Then, they should make the new regulations friendly towards university-industry collaboration. Introduce dual work-study degrees and short-cycle associate degrees (level 5). Offer flexible rules for creation and modification of edu-programmes. Offer decent employment and payment conditions for industry professionals who become teachers. Also, encourage big business to fund or co-fund research & teaching centers at academic institutions, like LEGO did with the PEDAL research at Cambridge. That’ll work not just for game dev but for any higher education focused on employability in an industry.
When I think about government-led efforts specifically addressed to game dev education, I would love to see a wise funding mechanism. Be it a high-performance computer lab, or a new job post, or game dev traineeships for promising students - all these could be funded by government grants to support the launch of good games-ed programmes. By “good” I mean reviewed and endorsed by the industry (see above: Creative Skillset certification).
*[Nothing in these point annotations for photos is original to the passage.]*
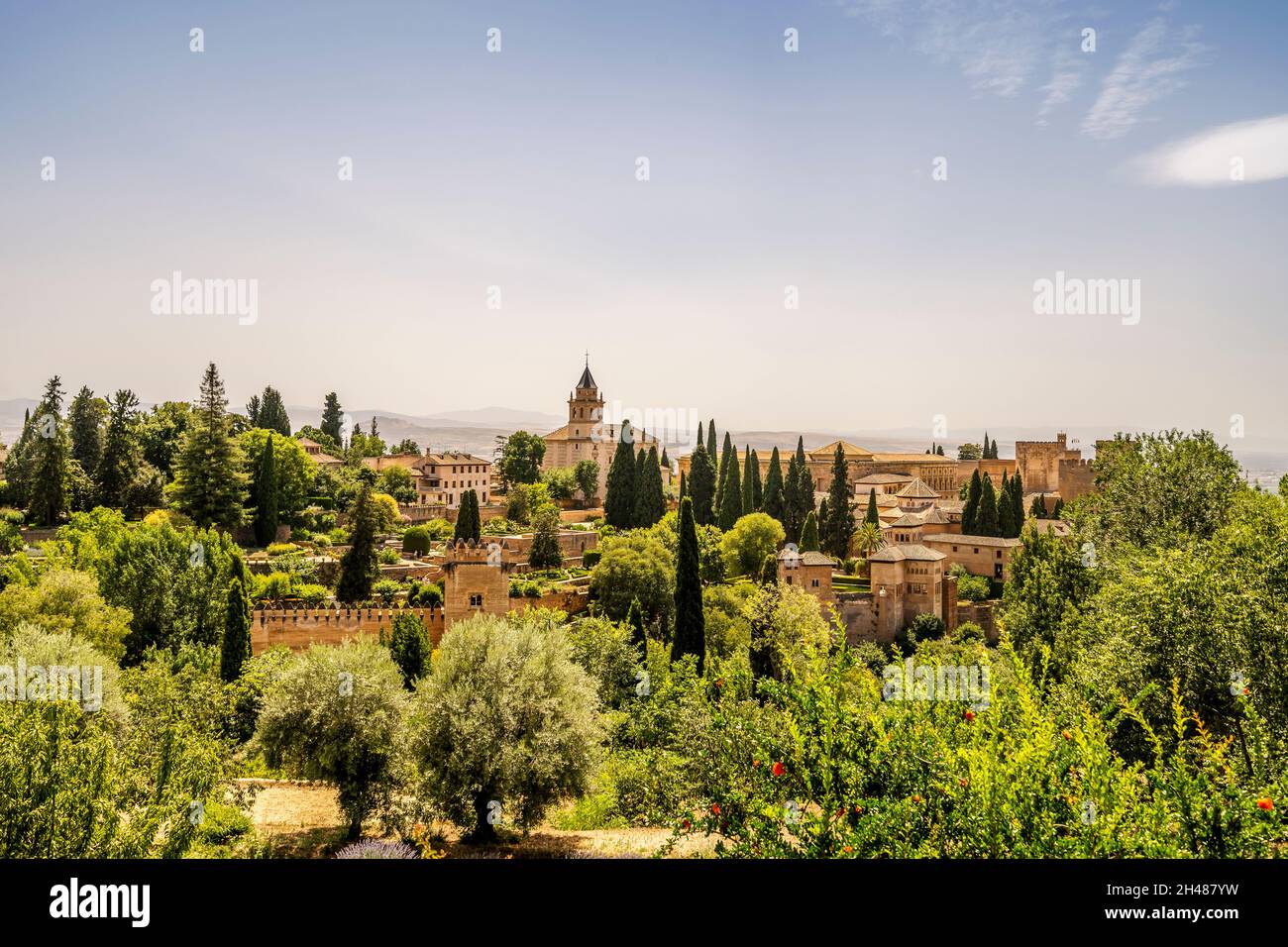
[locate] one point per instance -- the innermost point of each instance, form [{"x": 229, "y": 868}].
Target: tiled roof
[
  {"x": 964, "y": 540},
  {"x": 917, "y": 489},
  {"x": 913, "y": 552},
  {"x": 875, "y": 479},
  {"x": 809, "y": 558}
]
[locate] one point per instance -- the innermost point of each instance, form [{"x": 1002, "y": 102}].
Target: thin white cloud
[
  {"x": 1146, "y": 71},
  {"x": 1256, "y": 150},
  {"x": 997, "y": 44},
  {"x": 1065, "y": 78}
]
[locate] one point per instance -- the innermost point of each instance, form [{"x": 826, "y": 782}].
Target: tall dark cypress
[
  {"x": 649, "y": 501},
  {"x": 838, "y": 522},
  {"x": 266, "y": 495},
  {"x": 702, "y": 486},
  {"x": 691, "y": 633},
  {"x": 773, "y": 493},
  {"x": 469, "y": 526},
  {"x": 791, "y": 505},
  {"x": 970, "y": 510},
  {"x": 1006, "y": 510},
  {"x": 987, "y": 523},
  {"x": 619, "y": 499},
  {"x": 1018, "y": 502},
  {"x": 726, "y": 457},
  {"x": 333, "y": 419},
  {"x": 730, "y": 497},
  {"x": 237, "y": 624}
]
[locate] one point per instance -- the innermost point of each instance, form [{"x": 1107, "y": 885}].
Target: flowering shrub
[
  {"x": 372, "y": 848},
  {"x": 825, "y": 768}
]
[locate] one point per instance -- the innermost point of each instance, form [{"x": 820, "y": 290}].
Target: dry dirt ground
[{"x": 303, "y": 821}]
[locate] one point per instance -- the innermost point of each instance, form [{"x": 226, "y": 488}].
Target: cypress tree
[
  {"x": 359, "y": 567},
  {"x": 987, "y": 523},
  {"x": 1006, "y": 510},
  {"x": 410, "y": 648},
  {"x": 120, "y": 457},
  {"x": 871, "y": 515},
  {"x": 85, "y": 418},
  {"x": 730, "y": 497},
  {"x": 639, "y": 514},
  {"x": 266, "y": 495},
  {"x": 639, "y": 637},
  {"x": 726, "y": 457},
  {"x": 791, "y": 484},
  {"x": 798, "y": 492},
  {"x": 702, "y": 486},
  {"x": 50, "y": 458},
  {"x": 469, "y": 525},
  {"x": 809, "y": 534},
  {"x": 545, "y": 552},
  {"x": 209, "y": 484},
  {"x": 1018, "y": 501},
  {"x": 772, "y": 501},
  {"x": 619, "y": 493},
  {"x": 970, "y": 509},
  {"x": 649, "y": 500},
  {"x": 691, "y": 637},
  {"x": 271, "y": 412},
  {"x": 237, "y": 622},
  {"x": 769, "y": 570},
  {"x": 838, "y": 522}
]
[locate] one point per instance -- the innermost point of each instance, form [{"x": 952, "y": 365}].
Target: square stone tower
[{"x": 477, "y": 579}]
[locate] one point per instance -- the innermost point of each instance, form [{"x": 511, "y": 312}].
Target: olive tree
[
  {"x": 505, "y": 725},
  {"x": 335, "y": 714}
]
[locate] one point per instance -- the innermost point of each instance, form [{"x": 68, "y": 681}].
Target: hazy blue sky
[{"x": 518, "y": 169}]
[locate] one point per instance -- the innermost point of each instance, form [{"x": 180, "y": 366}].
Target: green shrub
[
  {"x": 416, "y": 540},
  {"x": 223, "y": 823}
]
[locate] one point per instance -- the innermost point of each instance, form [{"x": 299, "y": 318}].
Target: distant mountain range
[{"x": 476, "y": 431}]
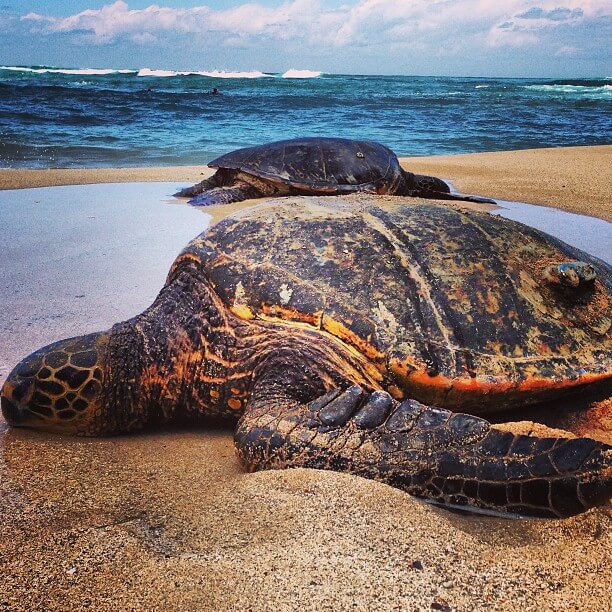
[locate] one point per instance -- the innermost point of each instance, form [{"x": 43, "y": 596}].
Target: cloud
[
  {"x": 442, "y": 26},
  {"x": 528, "y": 26},
  {"x": 556, "y": 14}
]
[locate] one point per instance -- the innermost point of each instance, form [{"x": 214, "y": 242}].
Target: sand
[
  {"x": 576, "y": 179},
  {"x": 169, "y": 521}
]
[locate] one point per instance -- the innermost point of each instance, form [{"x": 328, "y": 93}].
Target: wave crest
[
  {"x": 82, "y": 71},
  {"x": 301, "y": 74},
  {"x": 214, "y": 74}
]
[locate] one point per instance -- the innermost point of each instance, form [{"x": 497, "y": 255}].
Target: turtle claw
[
  {"x": 570, "y": 274},
  {"x": 453, "y": 459}
]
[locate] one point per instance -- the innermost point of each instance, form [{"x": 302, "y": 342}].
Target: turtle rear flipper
[{"x": 449, "y": 458}]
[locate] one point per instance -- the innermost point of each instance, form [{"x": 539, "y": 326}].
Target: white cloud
[
  {"x": 447, "y": 24},
  {"x": 527, "y": 21}
]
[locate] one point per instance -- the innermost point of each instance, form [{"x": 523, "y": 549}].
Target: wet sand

Are any of these grand visions realistic? Achievable in the near future? I think yes. Some of the desirable things are already on the way. Some are easy-to-do and just need the will to act on the part of the industry - and the willingness is there. The recent history of collaboration in the triangle of industry - government - academia looks promising. For the first time I can remember, there is willingness to collaborate on all three sides. But let's not get overenthusiastic about it. Yes, the Ministry of Science and Higher Education is already providing support for the video game industry. But no Ministry representative bothered to show up for the panel. And I can't imagine how they could develop good solutions for games-ed without listening to the industry and games-ed educators. Admittedly, even with expert collaboration, the design of systemic solutions may always fall below expectations. But if I needed someone for design of complex systems, I would first call game developers. Let's just hope the decision-makers do the same.